The state of the economy is directly correlated to consumer purchasing patterns. In a strong economy, consumers are more willing to explore and try new things. In a recession, many consumers will pull back, focus on value and try to get the most out of their budget. The sudden deceleration of the US economy due to the coronavirus (COVID-19) and the fear it has induced has upended many of these predictable patterns and has consumers reacting in unpredictable ways.
Before COVID-19, US consumers were already in an “emotional stall,” according to Suzy Badaracco, president of Culinary Tides, Inc., during a virtual webinar held as part of ShIFT20, a virtual event produced by the Institute of Food Technologists, Chicago. Its annual meeting and exposition was canceled because of COVID-19.
An “emotional stall,” Badaracco said, is characterized by consumers viewing that their finances are fine, but emotionally they are behaving like they are in a recession.
“When COVID-19 kicks in it adds to this effect,” she said. “The COVID-19 effect sometimes encourages the recession effect and sometimes it acts on its own. The stall creates psychological fear. A recession also creates psychological fear. COVID-19 came along and it added physical fear, which we don't normally have with a recession.
“There is an initial reaction and a secondary reaction. Psychologically, what the initial reaction is the panic buying, the hoarding and cost is no issue. (Consumers said) ‘I don't care how much the toilet paper costs or the food costs, I'm going to buy it.’
“Physically what happens is there is product avoidance or space or brand avoidance. So, if I don't trust something is safe, I'm going to avoid that product.”
The secondary reaction, which Badaracco said consumers are in now, is “budget trumps convenience.”
“Cost is totally the issue,” she said. “They (consumers) will just go without because they have been without their job or someone in the family has been without their job. They trade down across the board.”
Looking ahead to the rest of 2020 and into 2021, Badaracco sees consumer reactions to the current situation being mixed.
“We were pushed into the recession so rapidly they (consumers) still have some pre-recession behaviors,” she said. “Behaviorally, therefore, experimentation has pulled back; pulled back to kind of safe experimentation. Yes, they want global food, but they want global comfort food. They don't want things they are not familiar with.”
With health, she said self-care is not an option; everyone is requesting some form of self-care and they want products that are “invisibly healthy” and guilt free.
“Invisibly healthy means you don't have to hit them over the head to get them to understand that a product is better for them than a candy bar,” Badaracco said. “They don't want to be guilted into anything now; especially with all of the stress.
“When you see in survey work consumers saying they want transparency, familiar ingredients, authenticity … what they are saying is they are scared, and ‘I want to be in control.’ These are actually control, safety and security features when they start showing up in survey work.
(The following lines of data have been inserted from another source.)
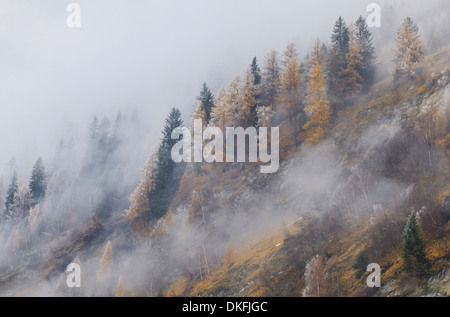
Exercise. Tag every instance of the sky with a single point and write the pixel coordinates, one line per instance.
(138, 55)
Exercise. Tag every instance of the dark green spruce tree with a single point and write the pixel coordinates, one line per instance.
(10, 195)
(337, 59)
(364, 41)
(413, 252)
(207, 102)
(257, 80)
(256, 71)
(38, 182)
(166, 174)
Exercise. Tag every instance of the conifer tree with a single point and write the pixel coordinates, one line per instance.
(166, 173)
(410, 49)
(139, 213)
(413, 252)
(38, 182)
(364, 41)
(206, 100)
(256, 72)
(292, 93)
(106, 262)
(337, 58)
(10, 195)
(250, 94)
(315, 278)
(351, 76)
(22, 203)
(318, 55)
(317, 106)
(272, 79)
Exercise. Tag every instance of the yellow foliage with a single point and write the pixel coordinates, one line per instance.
(317, 106)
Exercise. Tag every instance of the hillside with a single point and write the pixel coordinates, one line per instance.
(372, 132)
(363, 178)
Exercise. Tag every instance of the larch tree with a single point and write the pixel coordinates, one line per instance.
(292, 89)
(317, 106)
(410, 49)
(316, 278)
(38, 181)
(272, 79)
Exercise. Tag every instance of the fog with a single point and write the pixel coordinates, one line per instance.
(141, 55)
(142, 58)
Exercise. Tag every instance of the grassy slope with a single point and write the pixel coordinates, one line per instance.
(273, 263)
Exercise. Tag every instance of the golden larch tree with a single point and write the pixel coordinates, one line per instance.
(292, 92)
(317, 106)
(410, 49)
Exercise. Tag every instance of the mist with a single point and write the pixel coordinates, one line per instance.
(140, 59)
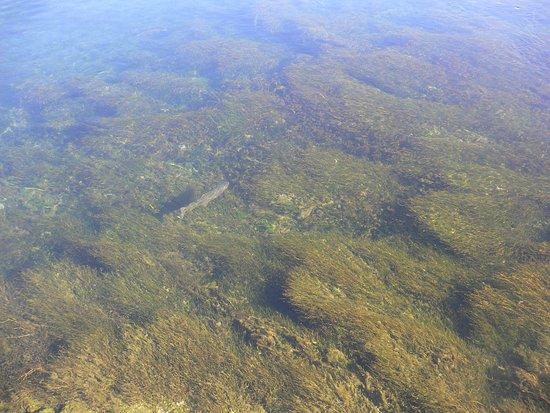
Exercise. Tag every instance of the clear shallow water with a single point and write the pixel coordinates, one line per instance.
(273, 206)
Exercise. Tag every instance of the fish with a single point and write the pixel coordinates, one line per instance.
(187, 200)
(204, 199)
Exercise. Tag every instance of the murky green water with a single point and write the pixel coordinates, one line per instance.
(274, 206)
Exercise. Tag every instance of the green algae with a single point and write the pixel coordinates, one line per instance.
(382, 245)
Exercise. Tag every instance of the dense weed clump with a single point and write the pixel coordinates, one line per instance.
(382, 244)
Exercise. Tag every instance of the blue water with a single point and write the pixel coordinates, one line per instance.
(274, 206)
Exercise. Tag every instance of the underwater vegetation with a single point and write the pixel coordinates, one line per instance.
(274, 206)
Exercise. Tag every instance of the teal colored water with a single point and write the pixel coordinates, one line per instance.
(274, 206)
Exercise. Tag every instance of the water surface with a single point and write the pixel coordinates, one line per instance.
(274, 206)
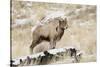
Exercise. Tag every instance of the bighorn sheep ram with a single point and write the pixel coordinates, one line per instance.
(51, 32)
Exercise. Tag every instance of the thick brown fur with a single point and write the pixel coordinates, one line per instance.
(51, 32)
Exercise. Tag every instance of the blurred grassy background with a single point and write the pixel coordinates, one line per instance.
(80, 34)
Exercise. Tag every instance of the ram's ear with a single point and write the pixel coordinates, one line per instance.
(57, 28)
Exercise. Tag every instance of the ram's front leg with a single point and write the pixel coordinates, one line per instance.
(52, 44)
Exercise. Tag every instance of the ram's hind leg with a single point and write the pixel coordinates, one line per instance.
(52, 44)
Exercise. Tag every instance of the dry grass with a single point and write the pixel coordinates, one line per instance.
(80, 34)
“What they (consumers) are attracted to is a company or product with a history, legacy and roots. That has a calming effect and does a lot for overcoming fear.”
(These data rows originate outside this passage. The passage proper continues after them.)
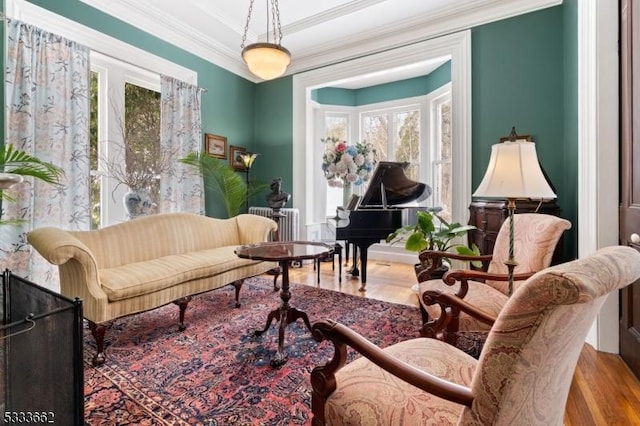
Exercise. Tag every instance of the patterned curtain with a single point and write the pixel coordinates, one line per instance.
(181, 188)
(47, 106)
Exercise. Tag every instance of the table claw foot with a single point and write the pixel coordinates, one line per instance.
(273, 315)
(279, 359)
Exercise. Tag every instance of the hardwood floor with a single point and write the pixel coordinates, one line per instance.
(603, 392)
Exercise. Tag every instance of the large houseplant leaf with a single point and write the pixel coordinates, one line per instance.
(222, 181)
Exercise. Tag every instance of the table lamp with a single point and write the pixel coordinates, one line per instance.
(514, 172)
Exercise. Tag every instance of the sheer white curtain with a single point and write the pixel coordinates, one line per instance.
(47, 106)
(181, 188)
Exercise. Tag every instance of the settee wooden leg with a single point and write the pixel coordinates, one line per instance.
(97, 331)
(238, 285)
(182, 304)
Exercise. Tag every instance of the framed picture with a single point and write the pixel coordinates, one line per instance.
(215, 145)
(516, 137)
(519, 138)
(235, 157)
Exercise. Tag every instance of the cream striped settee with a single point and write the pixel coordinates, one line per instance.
(150, 261)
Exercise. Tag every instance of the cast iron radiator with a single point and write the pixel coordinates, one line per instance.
(41, 367)
(289, 224)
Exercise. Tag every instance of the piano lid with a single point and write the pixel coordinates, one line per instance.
(390, 186)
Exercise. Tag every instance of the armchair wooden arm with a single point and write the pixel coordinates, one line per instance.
(434, 254)
(323, 379)
(451, 305)
(431, 261)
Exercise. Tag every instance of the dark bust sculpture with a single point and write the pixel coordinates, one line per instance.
(277, 198)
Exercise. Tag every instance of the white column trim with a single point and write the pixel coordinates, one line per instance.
(598, 146)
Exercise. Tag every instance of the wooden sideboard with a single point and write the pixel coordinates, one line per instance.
(488, 215)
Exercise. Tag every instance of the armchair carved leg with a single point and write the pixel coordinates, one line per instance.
(323, 379)
(438, 327)
(182, 304)
(238, 285)
(97, 331)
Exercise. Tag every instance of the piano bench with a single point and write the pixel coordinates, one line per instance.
(337, 251)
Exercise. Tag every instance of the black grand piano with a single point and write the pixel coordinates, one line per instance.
(379, 211)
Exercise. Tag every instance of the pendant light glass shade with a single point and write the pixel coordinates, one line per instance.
(266, 60)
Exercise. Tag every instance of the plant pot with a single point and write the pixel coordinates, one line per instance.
(423, 273)
(138, 202)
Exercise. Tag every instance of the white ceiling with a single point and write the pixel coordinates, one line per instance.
(316, 32)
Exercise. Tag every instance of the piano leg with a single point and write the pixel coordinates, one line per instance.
(354, 271)
(363, 245)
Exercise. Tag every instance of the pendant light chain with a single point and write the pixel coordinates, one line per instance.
(266, 59)
(275, 15)
(246, 26)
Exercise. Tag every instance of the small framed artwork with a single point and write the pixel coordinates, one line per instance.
(513, 136)
(215, 145)
(235, 157)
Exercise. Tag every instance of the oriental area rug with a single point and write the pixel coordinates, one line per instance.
(217, 372)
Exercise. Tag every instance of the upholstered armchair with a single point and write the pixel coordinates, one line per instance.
(466, 301)
(523, 374)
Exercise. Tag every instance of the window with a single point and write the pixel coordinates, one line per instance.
(442, 149)
(336, 125)
(395, 133)
(124, 136)
(415, 130)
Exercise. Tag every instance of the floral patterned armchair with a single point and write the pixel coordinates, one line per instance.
(523, 374)
(461, 307)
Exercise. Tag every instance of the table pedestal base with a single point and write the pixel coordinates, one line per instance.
(285, 315)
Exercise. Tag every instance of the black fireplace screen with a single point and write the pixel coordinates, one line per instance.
(41, 354)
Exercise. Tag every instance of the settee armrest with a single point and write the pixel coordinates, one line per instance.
(74, 258)
(254, 229)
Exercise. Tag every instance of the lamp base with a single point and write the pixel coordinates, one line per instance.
(511, 262)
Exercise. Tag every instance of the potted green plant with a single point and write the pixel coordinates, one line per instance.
(433, 232)
(15, 164)
(224, 182)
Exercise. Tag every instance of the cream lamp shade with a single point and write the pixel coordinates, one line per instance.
(266, 60)
(514, 172)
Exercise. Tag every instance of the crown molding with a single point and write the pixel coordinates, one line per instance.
(419, 28)
(95, 40)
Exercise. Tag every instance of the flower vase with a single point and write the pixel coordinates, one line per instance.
(138, 202)
(346, 194)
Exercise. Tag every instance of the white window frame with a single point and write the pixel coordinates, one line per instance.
(434, 100)
(427, 106)
(113, 75)
(137, 65)
(306, 167)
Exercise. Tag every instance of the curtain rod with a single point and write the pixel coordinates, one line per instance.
(203, 89)
(3, 17)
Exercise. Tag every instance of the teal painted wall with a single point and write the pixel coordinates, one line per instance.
(408, 88)
(519, 80)
(274, 134)
(523, 75)
(228, 104)
(335, 96)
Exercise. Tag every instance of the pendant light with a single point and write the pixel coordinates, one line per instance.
(266, 60)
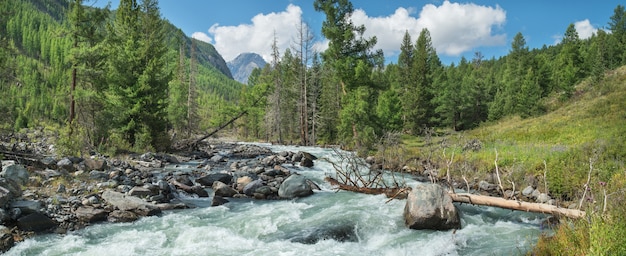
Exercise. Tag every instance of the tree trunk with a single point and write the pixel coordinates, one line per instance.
(516, 205)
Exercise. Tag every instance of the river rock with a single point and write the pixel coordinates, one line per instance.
(6, 239)
(16, 173)
(242, 182)
(95, 164)
(295, 186)
(90, 214)
(218, 200)
(36, 222)
(209, 179)
(130, 203)
(140, 192)
(251, 187)
(542, 198)
(27, 206)
(528, 191)
(223, 190)
(66, 164)
(428, 206)
(119, 216)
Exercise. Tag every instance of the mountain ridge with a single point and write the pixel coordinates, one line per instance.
(241, 67)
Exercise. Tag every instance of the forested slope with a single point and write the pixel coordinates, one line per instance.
(44, 41)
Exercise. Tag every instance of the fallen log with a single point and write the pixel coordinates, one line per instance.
(398, 193)
(515, 205)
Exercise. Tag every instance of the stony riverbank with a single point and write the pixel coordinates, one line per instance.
(41, 192)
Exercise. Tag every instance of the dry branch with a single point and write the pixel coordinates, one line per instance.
(516, 205)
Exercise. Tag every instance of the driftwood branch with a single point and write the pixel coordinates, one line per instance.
(515, 205)
(399, 193)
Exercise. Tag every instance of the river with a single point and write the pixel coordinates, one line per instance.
(327, 223)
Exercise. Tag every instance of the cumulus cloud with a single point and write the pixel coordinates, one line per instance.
(585, 29)
(202, 37)
(257, 36)
(454, 28)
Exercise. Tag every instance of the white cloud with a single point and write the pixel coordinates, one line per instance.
(202, 37)
(258, 36)
(454, 28)
(585, 29)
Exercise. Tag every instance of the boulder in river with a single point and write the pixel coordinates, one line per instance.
(37, 222)
(90, 214)
(295, 186)
(16, 173)
(209, 179)
(6, 239)
(130, 203)
(428, 206)
(121, 216)
(223, 190)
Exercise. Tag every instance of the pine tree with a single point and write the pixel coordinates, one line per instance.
(349, 56)
(138, 81)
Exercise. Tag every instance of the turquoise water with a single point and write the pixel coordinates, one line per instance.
(252, 227)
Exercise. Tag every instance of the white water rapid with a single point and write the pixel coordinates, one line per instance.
(326, 223)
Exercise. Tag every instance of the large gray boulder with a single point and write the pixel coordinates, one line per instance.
(209, 179)
(16, 173)
(428, 206)
(37, 222)
(295, 186)
(90, 214)
(130, 203)
(223, 190)
(251, 187)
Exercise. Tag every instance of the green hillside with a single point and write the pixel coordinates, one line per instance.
(38, 46)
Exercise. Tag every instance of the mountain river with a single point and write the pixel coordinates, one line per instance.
(329, 222)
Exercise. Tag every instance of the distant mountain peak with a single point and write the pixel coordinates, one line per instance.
(241, 67)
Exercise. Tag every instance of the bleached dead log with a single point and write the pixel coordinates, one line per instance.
(515, 205)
Badaracco did not predict when the pandemic or economic recovery may begin, but she did highlight several signals that may indicate recovery is in progress.
“What we are going to be looking for is priorities,” she said. “In survey work when consumers start saying I want efficiency, I want ease. Why? It’s because they don’t have time on their hands because they are back to work. That is when you will see, again, with COVID-19, when it eases, a return to restaurants, convenience trumping budget.”
At that time, brands will improve vs. private label and travel abroad will start increasing.
“With spending they will say ‘if I value it, if it's worth it (and) I will spend more money for it,’” she said. “Why? Because their income has gone up. That's when you will see coupon use going down … sustainability spending again returns, organic rebounds, and trade off trumps trade down.”